Labor shadow minister for financial services Stephen Jones said Commissioner Kenneth Hayne had found responsible lending rules “critical” to protect consumers from predatory lending.

“It would be astounding if the Senate investigation into anti-consumer credit laws proposed by Josh Frydenberg contradicted the Hayne Royal Commission,” he said.

Josh Frydenberg told Australians he would protect them from the commission-driven, greedy sales culture that the Royal Banking Commission revealed.

“Labor will keep him on his promise to implement the Royal Commission recommendations, the first of which was to keep responsible lending obligations in place. “

The government, which does not want to appear to be helping the banks, did not invite bankers to the meeting.

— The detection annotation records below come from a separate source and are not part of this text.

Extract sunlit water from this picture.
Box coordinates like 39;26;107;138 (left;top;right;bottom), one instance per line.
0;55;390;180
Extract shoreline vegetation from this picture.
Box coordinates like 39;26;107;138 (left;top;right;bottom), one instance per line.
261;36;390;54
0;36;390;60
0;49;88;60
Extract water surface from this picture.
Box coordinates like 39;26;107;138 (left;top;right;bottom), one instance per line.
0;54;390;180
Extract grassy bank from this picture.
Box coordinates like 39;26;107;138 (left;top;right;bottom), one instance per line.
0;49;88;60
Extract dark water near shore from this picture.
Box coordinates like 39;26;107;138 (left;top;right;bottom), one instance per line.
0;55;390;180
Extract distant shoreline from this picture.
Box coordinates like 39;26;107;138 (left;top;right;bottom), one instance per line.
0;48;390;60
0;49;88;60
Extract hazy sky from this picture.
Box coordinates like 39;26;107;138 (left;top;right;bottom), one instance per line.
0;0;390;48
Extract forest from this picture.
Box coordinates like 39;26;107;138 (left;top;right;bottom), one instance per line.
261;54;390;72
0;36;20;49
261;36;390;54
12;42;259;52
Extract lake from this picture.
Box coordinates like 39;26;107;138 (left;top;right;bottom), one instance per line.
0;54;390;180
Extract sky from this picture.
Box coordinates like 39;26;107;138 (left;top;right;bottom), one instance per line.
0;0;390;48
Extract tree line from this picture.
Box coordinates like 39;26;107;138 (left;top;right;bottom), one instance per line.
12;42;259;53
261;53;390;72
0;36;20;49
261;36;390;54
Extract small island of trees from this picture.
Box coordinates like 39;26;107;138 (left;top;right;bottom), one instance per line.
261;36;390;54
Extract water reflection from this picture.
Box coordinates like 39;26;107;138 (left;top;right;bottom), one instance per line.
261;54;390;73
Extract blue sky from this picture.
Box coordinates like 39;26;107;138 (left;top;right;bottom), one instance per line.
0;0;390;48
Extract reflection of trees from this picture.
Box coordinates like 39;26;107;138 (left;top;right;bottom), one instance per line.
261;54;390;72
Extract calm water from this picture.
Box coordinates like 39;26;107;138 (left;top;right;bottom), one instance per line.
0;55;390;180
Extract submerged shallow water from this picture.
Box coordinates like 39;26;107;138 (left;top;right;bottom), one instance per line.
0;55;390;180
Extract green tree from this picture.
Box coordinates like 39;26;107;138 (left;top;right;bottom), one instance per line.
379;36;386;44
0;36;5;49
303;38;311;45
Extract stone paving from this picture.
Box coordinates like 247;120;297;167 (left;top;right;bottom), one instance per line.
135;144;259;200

“These measures do not concern the banks, these measures are there to help Australians … who have good credit risks and should be able to obtain this financing,” said Mr Sukkar.

Borrowers will be able to raise concerns and seek external dispute resolution through the Australian Financial Complaints Authority.

At the other end of the credit market, payday lenders and consumer leases face crackdown in response to a push from consumer advocates.

New rules will aim to protect welfare recipients by restricting payday loans (known as small credit contracts) and consumer leases for people who receive 50% or more of their net income from Centrelink.